Tyler Heaps

Personal information
- Date of birth: April 21, 1991 (age 35)
- Height: 5 ft 10 in (1.78 m)
- Position: Defender

Team information
- Current team: San Diego FC (sporting director)

Youth career
- Bangu Tsunami
- Minnesota Thunder Academy

College career
- Years: Team / Apps / (Gls)
- 2009: North Park Vikings / – / (–)
- 2010–2012: Augsburg Auggies / 57 / (1)

Senior career*
- Years: Team / Apps / (Gls)
- 2014: Minnesota United Reserves / – / (–)

Managerial career
- 2014–2015: Saint Katherine Firebirds (assistant)
- 2016–2021: United States Soccer Federation (manager of analytics and research)
- 2021–2023: AS Monaco (head of analytics)
- 2023: Right to Dream Academy (head of recruitment and insight)
- 2024–: San Diego FC (sporting director)

= Tyler Heaps =

American soccer executive (born 1991)

Tyler Heaps (born April 21, 1991) is an American soccer executive and former player who is the sporting director of Major League Soccer club San Diego FC. Heaps played college soccer for the North Park Vikings and the Augsburg Auggies before spending a stint with the Minnesota United Reserves. He has previously worked as the head of analytics for the United States Soccer Federation and AS Monaco, and as the head of recruitment and insight for the Right to Dream Academy.

== Early life ==
Heaps grew up in the eastern part of Saint Paul, Minnesota, as the youngest of five children raised by single mother Paula Heaps. Money was often tight in the Heaps household, with Heaps having to work concessions at Minnesota Twins games as a child alongside his mother in order to collect enough money for club soccer. He first joined Bangu Tsunami FC before eventually switching to the Minnesota Thunder Academy. Heaps attended DeLaSalle High School, where he was an all-conference honoree in each of his four years of soccer. He also spent two years playing football, two years participating in track and three years playing basketball. He graduated as a member of the National Honor Society.

== College career ==
Heaps started playing college soccer for the North Park Vikings in Chicago. He transferred to Augsburg University ahead of the 2010 season and spent the remaining three years of his collegiate career as a defender for the Auggies. After playing 21 games in his first year with the Auggies, he made 18 appearances in each of his junior and senior seasons. As a senior in 2012, he recorded Augsburg career-highs for himself in both goals and assists. He also departed from the program with one set of Academic All-MIAC honors.

== Club career ==
In 2014, Heaps played for the Minnesota United Reserves in the National Premier Soccer League. At the same time, he took a job as an assistant coach for the Saint Katherine Firebirds soccer team. Heaps balanced both his Minnesota United and Saint Katherine responsibilities with working a day job in the finance industry. He ended his playing career after one season.

== Executive career ==
The United States Soccer Federation hired Heaps in 2016, joining the organization's burgeoning analytics department. Heaps had been previously inspired to the field of analytics after viewing the film Moneyball. He eventually rose to become the USSF's head of analytics, working with both the United States men's national team and women's national team; part of his responsibilities included coding and building player evaluation algorithms. He was an analyst for the women's national team that won the 2019 FIFA Women's World Cup. He spent a total of five years with the USSF before departing in 2021.

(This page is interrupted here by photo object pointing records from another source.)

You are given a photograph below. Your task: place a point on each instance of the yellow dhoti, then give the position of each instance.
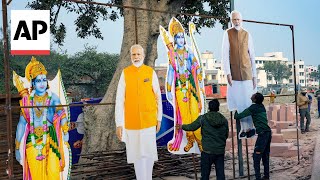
(189, 111)
(48, 168)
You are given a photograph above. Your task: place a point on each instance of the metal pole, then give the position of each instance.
(232, 144)
(7, 87)
(295, 89)
(240, 158)
(136, 25)
(248, 165)
(194, 167)
(238, 127)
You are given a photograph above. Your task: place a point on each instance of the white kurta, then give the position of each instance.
(139, 143)
(239, 94)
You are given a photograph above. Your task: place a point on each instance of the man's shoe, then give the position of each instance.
(243, 135)
(251, 133)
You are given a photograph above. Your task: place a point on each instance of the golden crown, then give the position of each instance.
(34, 68)
(19, 85)
(175, 27)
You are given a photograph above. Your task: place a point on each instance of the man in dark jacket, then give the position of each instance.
(262, 146)
(214, 131)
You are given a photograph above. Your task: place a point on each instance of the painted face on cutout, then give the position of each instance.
(137, 56)
(236, 20)
(40, 83)
(77, 144)
(179, 39)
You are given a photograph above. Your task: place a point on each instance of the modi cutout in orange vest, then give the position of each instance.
(140, 101)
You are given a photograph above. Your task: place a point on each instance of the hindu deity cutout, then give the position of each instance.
(184, 85)
(42, 133)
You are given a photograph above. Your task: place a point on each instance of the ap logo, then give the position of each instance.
(30, 32)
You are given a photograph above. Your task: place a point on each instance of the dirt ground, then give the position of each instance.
(280, 168)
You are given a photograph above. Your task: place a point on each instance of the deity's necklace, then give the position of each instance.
(183, 65)
(42, 101)
(44, 124)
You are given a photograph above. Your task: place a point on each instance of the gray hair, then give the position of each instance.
(137, 46)
(235, 12)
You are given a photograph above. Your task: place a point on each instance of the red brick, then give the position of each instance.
(277, 138)
(277, 149)
(290, 133)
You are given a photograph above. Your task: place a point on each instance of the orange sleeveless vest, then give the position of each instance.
(140, 107)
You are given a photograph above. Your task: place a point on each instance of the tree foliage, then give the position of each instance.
(85, 68)
(316, 74)
(277, 70)
(99, 121)
(89, 14)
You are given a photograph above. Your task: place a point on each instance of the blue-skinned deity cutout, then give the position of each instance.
(184, 86)
(42, 133)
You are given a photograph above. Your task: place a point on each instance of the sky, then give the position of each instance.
(302, 14)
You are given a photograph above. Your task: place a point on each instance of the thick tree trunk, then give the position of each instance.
(99, 121)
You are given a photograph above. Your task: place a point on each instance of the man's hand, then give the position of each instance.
(18, 156)
(254, 82)
(169, 95)
(229, 78)
(158, 126)
(119, 132)
(178, 127)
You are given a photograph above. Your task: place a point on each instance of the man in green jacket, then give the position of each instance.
(214, 131)
(303, 102)
(262, 146)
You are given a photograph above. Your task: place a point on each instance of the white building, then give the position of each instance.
(213, 69)
(214, 73)
(261, 74)
(300, 73)
(311, 82)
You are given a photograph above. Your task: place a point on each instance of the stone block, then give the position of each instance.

Heaps then spent three seasons as the head of analytics for French Ligue 1 club AS Monaco, working to improve Monaco's recruitment, performance and sporting strategy systems. His efforts helped the club twice qualify for the UEFA Europa League and end the 2021–22 season in third place despite having finished in 17th the year prior.

In 2023, Heaps joined the Right to Dream Academy youth development system. In his sole year at Right to Dream, he worked as the head of recruitment and insight and helped build FC Nordsjælland's first-team recruitment strategy.

On August 15, 2024, Major League Soccer expansion club San Diego FC (also connected to the Right to Dream Academy) announced the appointment of Heaps as the club's sporting director and general manager. Heaps, 33 years old at the time of his hiring, became the youngest sporting director in the MLS. He proceeded to orchestrate the construction of San Diego FC's inaugural roster and soccer operations department, including the appointment of head coach Mikey Varas. Under Heaps' leadership, San Diego FC set league records for points and victories and advanced to the conference final in its first season. In February 2026, Heaps signed a three-year contract extension with the club, lasting until 2029.

== Personal life ==
Heaps graduated from Augsburg University with a major in mathematics and minor in computer science. He had initially planned on studying chemistry, but soon discovered a dislike for the subject and switched majors.

He is married to Lindsey Heaps (formerly Horan), midfielder and captain for the United States women's national soccer team. They met when he was an employee of US Soccer and had to fill in as a player during a USWNT training session. The couple announced their engagement in June 2023 before getting married in Colorado in December of the following year.